Compression-rotation converter device.

(a), 3D design of a single J-machine-based device. (b), 3D design of a stack of two devices in a mirror arrangement. Rotation of the plates in the middle of the assembly with progressive vertical displacement is made visible by a shift to the right of the long black marker: (c), d = 0 mm. (d), d = 2 mm. (e), d = 4 mm.

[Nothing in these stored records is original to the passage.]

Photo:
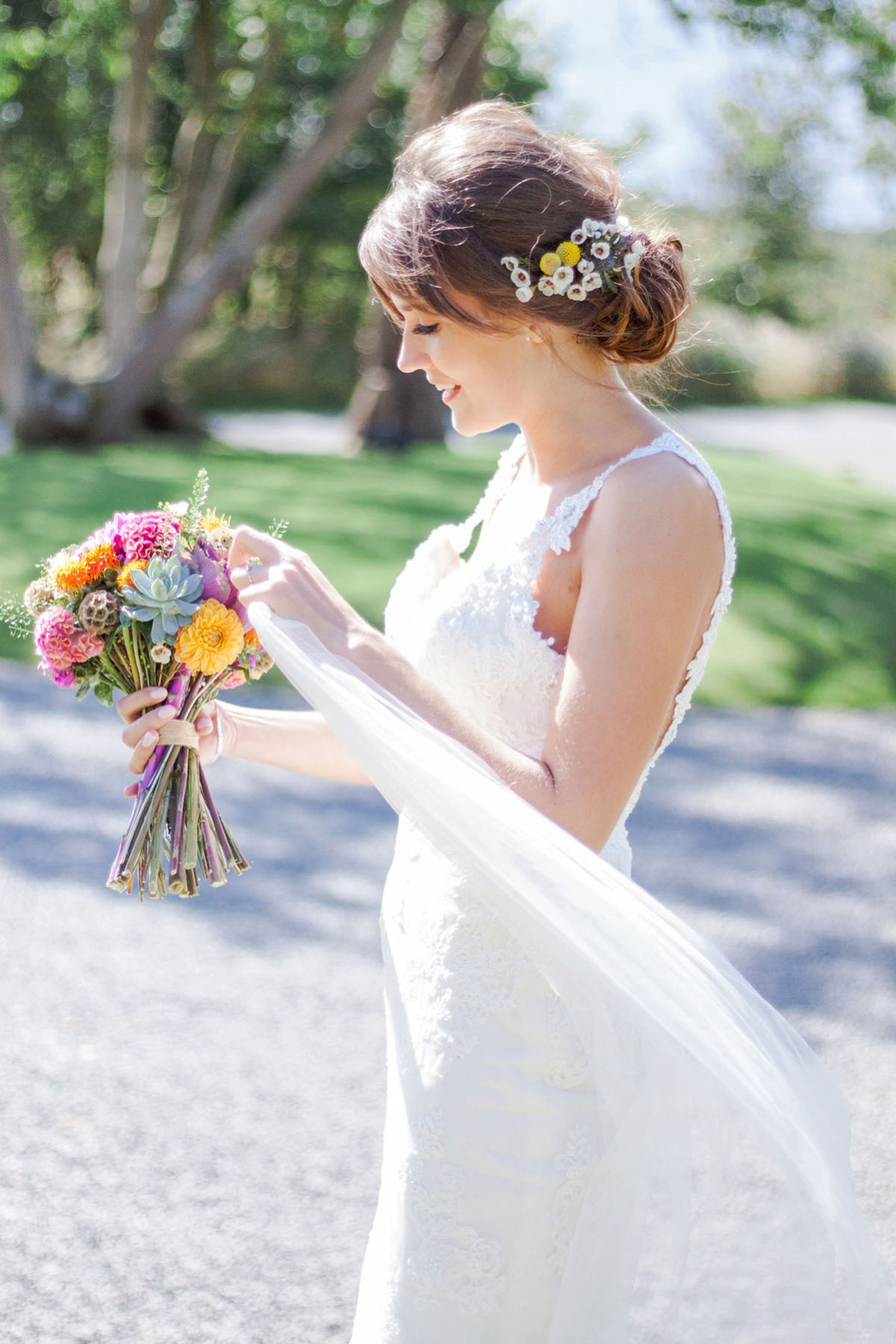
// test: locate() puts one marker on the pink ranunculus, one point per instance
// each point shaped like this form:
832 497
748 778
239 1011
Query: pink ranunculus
60 642
149 534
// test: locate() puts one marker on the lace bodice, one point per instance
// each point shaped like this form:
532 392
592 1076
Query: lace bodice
469 625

In summary, this study presented a novel design for machine-augmented composites, dubbed J-MACs, with superior displacement conversion and energy absorption capability. A new method of MAC fabrication employing high-definition multi-material 3D printing technologies was used. This made it possible to precisely tailor the materials of the embedded machines and the matrix and obtain excellent quality of interfacial bonding. Furthermore, the possibility to produce MACs converting displacement under compression into torsional deformation was demonstrated.

Obviously, machine design for enhanced performance is not limited to the variants presented. For example, MACs for another conversion mode, viz. load conversion, will be studied elsewhere. Owing to their excellent properties, J-MACs can be used in mechanical sensors and actuators, shock and sound absorbers, protective gear, footwear with embedded locomotion functions and for other applications. Recent developments in nano- and micro-scale fabrication open up exciting avenues for design of novel responsive structures utilizing the J-MAC design at different size scales and for a broad range of materials.